Но приходит и другое время. Опухоль спадает, ноги зудят. Хочется поскорее избавиться от осточертевшего гипса. Потом лубок, наконец, снимают. После помывки, возвращающей те ощущения, с которыми ты, казалось, навсегда уже расстался, вдруг начинаешь различать словно где-то, пока будто в отдалении, тихий голос тоски. Тоска застает врасплох, как ночная разведка задремавшего часового. Вот проснулся, а вокруг уже все другое, и ты сам другой, и понимаешь, что сам себе уже не принадлежишь. Еще сегодня утром ты лежал поверх одеяла и остервенело шурудил сухим прутиком под своим чугунным жилетом, распространяя вокруг трупный запах частично умершего тела. Но теперь мертвечина счищена, смыта. И тебе хочется на волю, под деревья, которые шумят во дворе, под дождь, шлепающий по камням мощеных тропинок, по жестяным отливам коридорных окон, которые всегда приоткрыты, особенно ночью. С каждым днем и часом возвращаются силы, прежняя ловкость. И тоска уже разливается по всему телу, окликая голосами товарищей, оставшихся где-то на войне…
В один из дней Воронцов выпросил у Марии Антоновны свою полевую сумку.
— Зачем она вам понадобилась? — Военврач заполняла какие-то бланки, когда он постучал в дверь ее кабинета с деревянной табличкой «Учительская».
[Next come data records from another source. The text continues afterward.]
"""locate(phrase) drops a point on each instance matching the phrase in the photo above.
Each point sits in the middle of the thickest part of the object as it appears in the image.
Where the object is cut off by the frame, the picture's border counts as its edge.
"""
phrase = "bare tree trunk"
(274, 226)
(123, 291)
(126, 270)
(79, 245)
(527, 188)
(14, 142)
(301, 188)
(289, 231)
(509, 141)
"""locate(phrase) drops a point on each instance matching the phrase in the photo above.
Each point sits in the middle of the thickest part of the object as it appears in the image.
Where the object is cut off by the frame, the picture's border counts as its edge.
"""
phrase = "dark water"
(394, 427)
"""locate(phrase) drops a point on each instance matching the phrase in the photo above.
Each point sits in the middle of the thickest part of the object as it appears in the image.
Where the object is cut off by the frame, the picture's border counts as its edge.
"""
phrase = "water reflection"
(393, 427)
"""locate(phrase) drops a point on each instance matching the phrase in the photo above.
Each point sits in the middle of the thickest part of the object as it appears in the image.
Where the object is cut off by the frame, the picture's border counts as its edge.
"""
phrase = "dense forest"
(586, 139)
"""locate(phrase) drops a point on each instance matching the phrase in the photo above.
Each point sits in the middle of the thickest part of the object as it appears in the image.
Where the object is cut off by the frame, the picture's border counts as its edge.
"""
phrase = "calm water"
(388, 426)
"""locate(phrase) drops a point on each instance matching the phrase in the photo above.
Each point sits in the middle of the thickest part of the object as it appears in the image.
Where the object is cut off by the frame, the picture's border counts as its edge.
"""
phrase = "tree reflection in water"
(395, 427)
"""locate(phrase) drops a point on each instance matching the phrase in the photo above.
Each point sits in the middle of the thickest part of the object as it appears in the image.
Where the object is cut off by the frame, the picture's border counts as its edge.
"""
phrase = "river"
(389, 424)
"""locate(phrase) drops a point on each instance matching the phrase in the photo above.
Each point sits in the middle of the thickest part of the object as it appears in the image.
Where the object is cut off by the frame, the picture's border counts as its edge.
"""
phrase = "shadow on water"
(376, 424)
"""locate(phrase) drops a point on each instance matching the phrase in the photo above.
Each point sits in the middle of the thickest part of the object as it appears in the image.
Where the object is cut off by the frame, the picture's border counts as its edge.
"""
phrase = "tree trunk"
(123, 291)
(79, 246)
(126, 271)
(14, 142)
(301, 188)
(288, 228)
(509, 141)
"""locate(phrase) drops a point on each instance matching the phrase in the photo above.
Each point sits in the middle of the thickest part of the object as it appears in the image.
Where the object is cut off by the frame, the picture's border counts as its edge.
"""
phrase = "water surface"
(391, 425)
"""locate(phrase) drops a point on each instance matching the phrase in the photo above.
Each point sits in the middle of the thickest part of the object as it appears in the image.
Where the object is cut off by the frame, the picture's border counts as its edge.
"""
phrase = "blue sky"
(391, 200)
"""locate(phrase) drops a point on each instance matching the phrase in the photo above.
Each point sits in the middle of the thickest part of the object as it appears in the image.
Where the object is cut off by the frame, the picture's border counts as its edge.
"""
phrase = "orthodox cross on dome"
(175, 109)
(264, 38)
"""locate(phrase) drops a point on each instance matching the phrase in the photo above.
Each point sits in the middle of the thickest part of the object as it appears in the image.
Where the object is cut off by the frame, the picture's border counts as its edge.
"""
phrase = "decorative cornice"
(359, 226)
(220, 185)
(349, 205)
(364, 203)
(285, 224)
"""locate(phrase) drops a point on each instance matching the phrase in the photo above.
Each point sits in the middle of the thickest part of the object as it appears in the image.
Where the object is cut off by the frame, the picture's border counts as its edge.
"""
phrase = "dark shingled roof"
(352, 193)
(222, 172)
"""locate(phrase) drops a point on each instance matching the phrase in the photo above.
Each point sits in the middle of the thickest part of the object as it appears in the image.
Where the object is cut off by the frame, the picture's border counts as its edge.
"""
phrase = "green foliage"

Никогда прежде, до войны, Воронцов не смотрел на женщин так, как теперь. Словно там, в прошлом, они были совсем другими.
— У меня ведь никаких вещей не осталось. Только шинель да полевая сумка. Ребята сунули под голову…
— Ну и зачем вам сумка?
— Починить ее хотел. Ремешок перебило. Шинель посмотреть. Пока время есть, может, подошью.